Historical Argument From Soup to Nuts
I started to list a few that I could think of, and then a few more. I thought I’d try out the results here, to see if readers could knock a few down or add some more.
Many historical monographs answer the question “So what?” in relationship to an established historiography first and foremost. If I publish a new interpretation of state formation in 18th Century Southern Africa before the rise of the Zulu Empire, I may justify my work largely as a response to other scholars who have written about the mfecane and the rise of Shaka’s new Zulu state. However, that historiography as a whole has many more sweeping “so whats” embedded within it, in relationship to contemporary South Africa, to models of state formation within Africa, to arguments about the relationship between environmental and political change. A historian who makes a new claim narrowly directed at a given historiography is often indirectly trying to shift arguments about the larger significance or relevance of the history under review.

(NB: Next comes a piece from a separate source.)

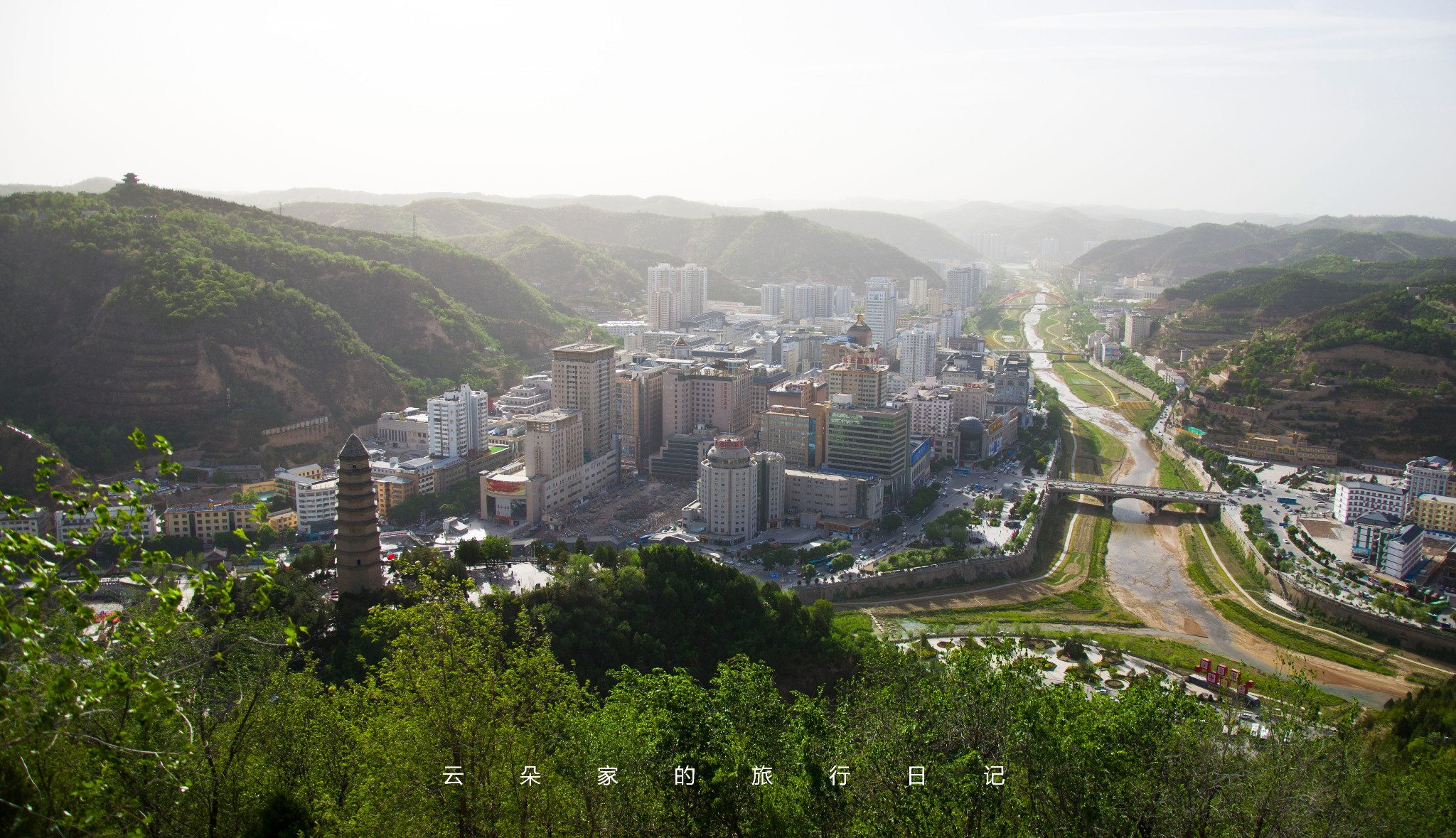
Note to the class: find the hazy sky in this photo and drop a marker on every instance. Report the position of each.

Here’s the list I came up with on my first pass, with some works that I think represent each type of argument. I can think of a lot of works that exemplify arguments #7 and #8, but I couldn’t really think of a book or article that perfectly matched either one.
1. The past is prologue: a contemporary issue or practice has its roots or determinants in the history we are studying. Example: Rick Perlstein, Before the Storm; Fernand Braudel, Civilization and Capitalism.

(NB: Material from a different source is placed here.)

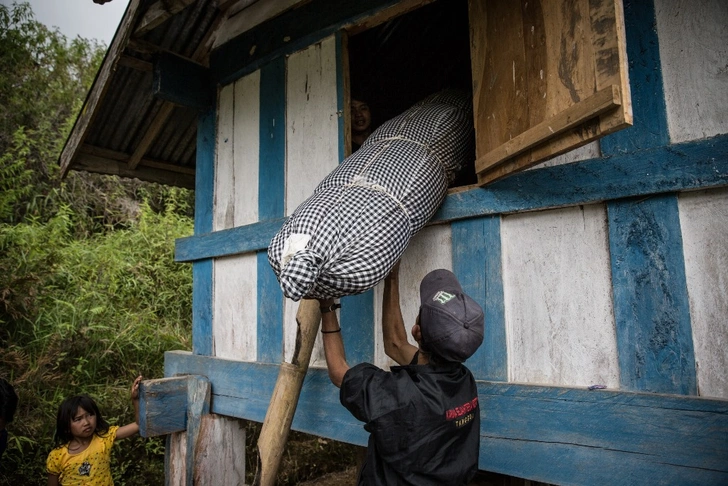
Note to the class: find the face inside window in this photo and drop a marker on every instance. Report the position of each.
(361, 117)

2. The past is not prologue: a contemporary issue or practice that is commonly understood to be determined by history is not, and we’ll demonstrate that by telling you about that history. Example: Stephanie Coontz, The Way We Never Were; many histories that try to debunk the idea that contemporary ethnic conflicts are based on “ancient tribal hatreds”.

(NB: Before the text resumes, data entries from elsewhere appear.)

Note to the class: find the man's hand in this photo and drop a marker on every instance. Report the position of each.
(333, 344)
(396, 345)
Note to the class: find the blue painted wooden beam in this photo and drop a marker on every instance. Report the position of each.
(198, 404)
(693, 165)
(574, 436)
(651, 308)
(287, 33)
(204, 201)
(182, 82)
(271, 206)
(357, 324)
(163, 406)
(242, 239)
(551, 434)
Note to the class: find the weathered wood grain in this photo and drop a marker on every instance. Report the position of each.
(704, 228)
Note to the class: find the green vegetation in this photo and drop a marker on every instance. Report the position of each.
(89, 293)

3. The past is analogue: a contemporary issue or problem resembles some past issue or problem; the historical example has just enough distance from our own situation that we understand ourselves better. Barbara Tuchman, A Distant Mirror; Lisa Jardine, Worldly Goods.
4. The past is another country: our own times are made more particular by looking at just how different the past really was. Caroline Bynum, Holy Feast, Holy Fast; Robert Darnton, The Great Cat Massacre; Richard White, The Middle Ground.
5. The past helps us make N as big as possible: it is a source of data for making generalizations, formulating models, constructing claims about human universals. Jared Diamond, Guns, Germs and Steel; David Christian, Maps of Time.
6. The past challenges generalizations, models and universals through attention to particulars and microhistories. Carlo Ginzberg, The Cheese and the Worms.
7. The past is procedural: we study it to learn how dynamic processes or change works out over time (without worry so much about the consequences of the history we are studying).
8. Hindsight is 20/20: we study a frozen moment in time because we can understand far better the total spectrum of social relationships, causal relationships, etc. than we can understand the present (here we choose richly knowable examples to study).
9. Nothing actually ever changes in history; change is an illusion; some systems or practices always remain the same. We study the past the same way we would study the present, to understand a single system which is continuous over time. Andre Gunder Frank, REOrient.
10. The unknowability of the past is humbling: we study it to learn about the permanent limits to our knowledge, or about the difficult range of epistemologies involved in knowing the past. Michel-Rolph Trouillot, Silencing the Past.
11. The past is ideology or discourse: we don’t really study it, we just build powerful contemporary claims from our representations of history. Hayden White, Metahistory.
12. The past is detection: we study it because we like solving puzzles and mysteries. Charles Van Onselen, The Fox and the Flies.
13. The past is entertainment or personal enlightenment: we study it because it has great stories, or because of the pleasures of narrative. John Demos, The Unredeemed Captive.
14. The past is heritage: we study it to form or enforce national, ethnic, religious or personal identity, or to combat attempts to destroy heritage. Gertrude Himmelfarb, The De-Moralization of Society.
15. The past as it is known in academic history is anti-heritage: it is associated with imperialism or domination, and we study it to combat or contest that domination. Dipesh Chakrabarty, Provincializing Europe.
16. The past is memorial: we study (recite it, really) it to honor what people did or sacrificed on our behalf. Tom Brokaw, The Greatest Generation.